Ainsi, des banquets rituels et des lieux qui leur sont consacrés ont probablement existé aussi à Sélinus. Ce qu’il nous intéresse donc de comprendre pour les besoins de notre discours, c’est si les pratiques qui s’y déroulaient sont représentées, ou plutôt évoquées avec une licence poétique, dans la publicité de Gucci. Car les sports, les danses, les conversations que l’on y voit, dans l’imaginaire collectif, rappellent plutôt des pratiques en usage dans les symposiums domestiques. L’archéologue confirme: “il s’agit d’activités différentes et diversifiées dans le temps. Le symposium est une chose (sphère privée, chant, danse et théâtre), les fêtes dionysiaques, comme d’autres cérémonies religieuses, autre chose.
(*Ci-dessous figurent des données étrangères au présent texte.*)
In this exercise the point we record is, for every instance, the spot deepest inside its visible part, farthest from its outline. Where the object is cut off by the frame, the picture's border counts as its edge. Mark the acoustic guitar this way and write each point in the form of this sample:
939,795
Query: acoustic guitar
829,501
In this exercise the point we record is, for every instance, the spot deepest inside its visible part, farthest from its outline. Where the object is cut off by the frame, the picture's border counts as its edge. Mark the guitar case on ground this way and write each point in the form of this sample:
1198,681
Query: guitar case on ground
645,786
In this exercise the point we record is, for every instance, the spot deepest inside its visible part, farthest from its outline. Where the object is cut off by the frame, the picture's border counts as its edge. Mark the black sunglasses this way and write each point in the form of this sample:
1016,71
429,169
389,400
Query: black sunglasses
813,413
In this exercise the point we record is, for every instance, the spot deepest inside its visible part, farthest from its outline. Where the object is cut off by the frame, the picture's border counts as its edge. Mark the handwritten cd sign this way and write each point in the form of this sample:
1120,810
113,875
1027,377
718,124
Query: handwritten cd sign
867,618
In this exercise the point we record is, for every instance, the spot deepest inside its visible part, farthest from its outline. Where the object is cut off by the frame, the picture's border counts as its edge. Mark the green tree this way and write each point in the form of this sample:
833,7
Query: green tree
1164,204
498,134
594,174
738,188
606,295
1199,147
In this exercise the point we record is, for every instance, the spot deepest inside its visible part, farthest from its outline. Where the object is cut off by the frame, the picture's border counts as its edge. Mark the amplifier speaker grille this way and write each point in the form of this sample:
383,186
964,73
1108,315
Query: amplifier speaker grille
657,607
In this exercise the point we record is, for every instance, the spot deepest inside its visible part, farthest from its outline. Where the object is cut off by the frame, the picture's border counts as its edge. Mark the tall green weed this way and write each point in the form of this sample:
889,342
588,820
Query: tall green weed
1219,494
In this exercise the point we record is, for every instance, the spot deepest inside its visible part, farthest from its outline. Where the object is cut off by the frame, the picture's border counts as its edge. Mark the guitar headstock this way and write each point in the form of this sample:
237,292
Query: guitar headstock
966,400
Le premier est privé, les autres sont publics”. Il conclut: "Par conséquent, si Gucci entend tout mettre dans le même sac, il s’agit d’une mystification.

En somme, il ne s’agit pas de goût ou de provocation, mais de respecter les valeurs de la monumentalité hôte et de vérifier, d’un point de vue scientifique, les liens corrects avec la Grèce antique. Même Gucci, encore plus fort et plus provocateur: des vêtements tachés de sang pour un banquet rituel “odieux” dans la zone du sanctuaire, plutôt que l’improbable banquet domestique. Ce symposium ne rend pas fou, commente encore Rita Paris. "Bravo à Gucci, moins à nous qui savons faire parler ces lieux à travers ces initiatives plutôt qu’autre chose.

En conclusion, si en tête de liste des raisons pour lesquelles il vaut la peine de louer un espace James Bradburne, directeur de la Pinacothèque de Brera, place celle de “renforcer la mission du musée et de créer des liens avec la ville”, au Parc de Sélinonte on a essayé de promouvoir le patrimoine et de créer des liens avec le reste du monde en communiquant un message superficiel, voire “une mystification”. Ce qui n’est certainement pas dans la mission d’un institut public. Sans vouloir fustiger le patrimoine, nous pensons cependant que le monde contemporain dispose d’une infinité de “temples païens” utiles pour accueillir de tels événements, dignes en eux-mêmes, et que la sacralité de lieux comme Sélinonte doit être préservée non seulement dans ses pierres, mais dans ce pouvoir sémiophorique que les Grecs modernes ont montré qu’ils savaient protéger, en ces dignes héritiers de leurs ancêtres.

Faire des choix, éduquer et ne pas se plier au goût des visiteurs pour un projet intelligent, sommaire, quand il n’est pas mal réalisé, comme dans le cas de Gucci à Sélinonte, peut-il vraiment être (mal) compris comme un frein à la jouissance du patrimoine culturel? Nous pensons que non, confortés par le bon exemple d’un autre parc archéologique, celui de Syracuse.